ここでは、テーブル、クエリ、フォーム、レポートの各オブジェクトにおいて、具体的に関数をどのように記して利用するのかを示します。
テーブルでの使用
集計列での使用
古いバージョンのAccessではテーブルで関数は一切使えませんでしたが、最近のバージョンではテーブルでも関数を使用できるようになっています。ただし、データ型が「集計型」である列でしか用いることができないなど制約が多く、Excelのような使い勝手は得られません。
さて、例として右のようなテーブルを用います。
データシートビューで直接関数を記入することはできません。まずデザインビューの画面に移り、適当な列名を入力し、データ型として「集計」を選択します。
式ビルダーというウインドウが現れますので、「Len([ふりがな])」と書き込んでみます。Len関数は文字列の長さを得るための関数であり、また、他の列の値を参照する場合は列をで囲って表します。こうすることで、「ふりがな」列のそれぞれの行ごとの文字列の長さが返ってきます。
なお、使用する関数についてはウインドウ下部から選択することもできます。
入力した内容はプロパティの「式」に記録されます。別の式に変更したい場合はここを直接変更します。
データシートビューを開くと、適切な戻り値が得られていることがわかります。
さて、そもそもテーブルは本来「生のデータ」を記録するためのものであり、関数を使って求められた値をわざわざテーブルに記録するというのは冗長なことと考えられるので、テーブルにおける関数の必要性に関して言えばちょっと微妙です(正規化の考え方から見ればズバリ不要ということになります。古いバージョンのAccessでこうした機能がなかったのはこのためです)。
また、使える関数がかなり限られていて、一見使えて当たり前のようにも思われるNz関数などが使えないのは不便なところです。関数で値を求めるためだけにクエリを作らなくても済む、というような場合は確かに便利かもしれませんが、フォームやレポートを用いる場合はそちらで関数を使った方が使える関数も多く便利なため、なかなか使いどころが難しいです。
既定値プロパティでの使用
既定値プロパティに値を設定すると、新規レコードへの値の入力の手間を省くことができますが、ここでも関数が使えます。
例としてこのようなテーブルを用います。
デザインビューに移り、「販売日」列の既定値プロパティに「=Date()」と入力します。Date関数はシステムの日付を返す関数ですので、これにより新規レコードの「販売日」列に自動的にシステムの日付(今日の日付)が入力されます。

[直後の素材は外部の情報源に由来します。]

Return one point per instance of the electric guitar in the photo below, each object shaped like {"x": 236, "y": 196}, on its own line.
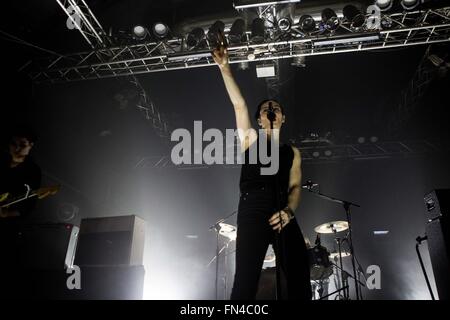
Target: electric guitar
{"x": 41, "y": 193}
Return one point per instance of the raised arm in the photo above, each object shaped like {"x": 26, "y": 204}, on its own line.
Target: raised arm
{"x": 247, "y": 134}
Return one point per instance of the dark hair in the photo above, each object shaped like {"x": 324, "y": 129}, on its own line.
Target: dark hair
{"x": 258, "y": 108}
{"x": 23, "y": 131}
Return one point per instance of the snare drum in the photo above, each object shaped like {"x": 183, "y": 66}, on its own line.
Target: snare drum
{"x": 320, "y": 265}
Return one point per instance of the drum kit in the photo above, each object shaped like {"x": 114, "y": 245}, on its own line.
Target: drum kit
{"x": 324, "y": 264}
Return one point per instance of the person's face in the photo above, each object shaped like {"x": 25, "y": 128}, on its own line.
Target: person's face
{"x": 264, "y": 122}
{"x": 19, "y": 148}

データシートビューです。新規レコードにシステムの日付が表示されているのがわかります。
入力規則プロパティでの使用
入力規則プロパティに値を設定すると、入力される値に一定の制約を課すことができますが、ここでも関数が使えます。
例として「販売日」列の入力規則プロパティに「<=Date()」と入力します。
これにより、「販売日」列にはシステムの日付より後の日付(明日以降の日付)を入力することができなくなります。
データシートビューです。販売日の値としてシステムの日付(2016/11/10)より大きい値を入力しようとするとエラーとなります。
クエリでの使用
クエリはテーブルをもとにして必要な形のデータに加工しするためのものですので、ここでは関数が多用されます。
例として右のテーブルを用いて、住所の文字数を求めてみます。
クエリデザインを開きテーブルを表示させた上で、表示する列を表す部分に次のように記入します。
(図)
住所長さ:Len([住所])
「住所長さ:」という部分は、クエリでの列名を定める部分です。
これをデータシートビューでみると、列名と関数の実行結果がきちんと表示されていることがわかります。
(図)
なお、「Len(住所)」とか「=Len([住所])」と入力しても自動的に列名が付与されたうえで列名には[]が補われ、「式1:Len([住所])」というように変換されます。
(図)
Excel関数との違い
さて、Accessでの関数の使用の実例をみてきましたが、Excelとの大きな違いとして、引数として列名を指定することはできるものの、「この列のうち1行目から10行目までを対象とする」といったような、セル範囲指定ができないことが挙げられます。関数によっては「この列のうち値が5以上のもののみを対象とする」といった条件をつけて絞り込むことができますが、必要とするデータを位置関係で示すということはできません。
データベースはデータの位置(Excelでいうセル位置、セル座標)という考え方が存在しませんし、それで十分に機能することがわかっているためそういう仕組みになっているのですが、慣れないうちは不便に思われるかもしれません。